The system prioritizes availability and user experience over strong consistency, serving cached data immediately while asynchronously refreshing in the background.

1.2 Architectural Shift (v2.0)

Key Changes from v1.0:

Aspect v1.0 (Previous) v2.0 (Current)
Refresh Strategy Lazy sync + Celery cron Queue-based event-driven
User Blocking Could block on sync NEVER blocks (except first run)
Cache Storage Redis hot + PostgreSQL warm PostgreSQL only (simpler)
Scalability O(N) global cron iteration O(active users) queue processing
API Protection Distributed locking only Rate-limited worker pool
Data Integrity Direct overwrite Hash-based change detection

1.3 Core Principles

  1. Always Return Immediately: User requests NEVER wait for Virtuozzo API (except first run)
  2. Stale-While-Revalidate: Return stale data, refresh asynchronously
  3. Queue-Based Processing: Event-driven, not cron-based
  4. Active-User Priority: Only logged-in users trigger refresh
  5. Graceful Degradation: Serve stale with warning on errors
  6. Data Protection: Validate payload before DB write, never corrupt with error data

1.4 Scope

In Scope: - Stale-While-Revalidate pattern implementation - Queue-based background refresh (RabbitMQ/Redis) - Rate-limited worker pool for Virtuozzo API calls - PostgreSQL-only caching (survives restarts) - Hash-based change detection - Graceful error handling (preserve stale data) - Observability (metrics, logging, tracing)

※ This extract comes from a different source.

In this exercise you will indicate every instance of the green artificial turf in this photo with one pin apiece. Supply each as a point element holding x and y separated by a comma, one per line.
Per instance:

Out of Scope: - Virtuozzo authentication (existing app/modules/sessions/) - Environment provisioning (existing app/domains/environments/tasks.py) - Real-time WebSocket sync (SSE for notifications only) - Redis hot cache (removed for simplicity)


2. System Overview

2.1 System Description

The Virtuozzo Environment Synchronization system implements Stale-While-Revalidate pattern:

REQUEST → Check DB → Return Data (ALWAYS)
                    ├─ Fresh (< TTL)    → Done
                    └─ Stale (> TTL)    → Return stale + enqueue refresh

BACKGROUND WORKER (Independent)
→ Process queue at fixed rate
→ Call Virtuozzo API (rate-limited)
→ Validate payload
→ Update DB if changed

2.2 Architecture Type

Domain (Full DDD with state machines, invariants, and orchestration)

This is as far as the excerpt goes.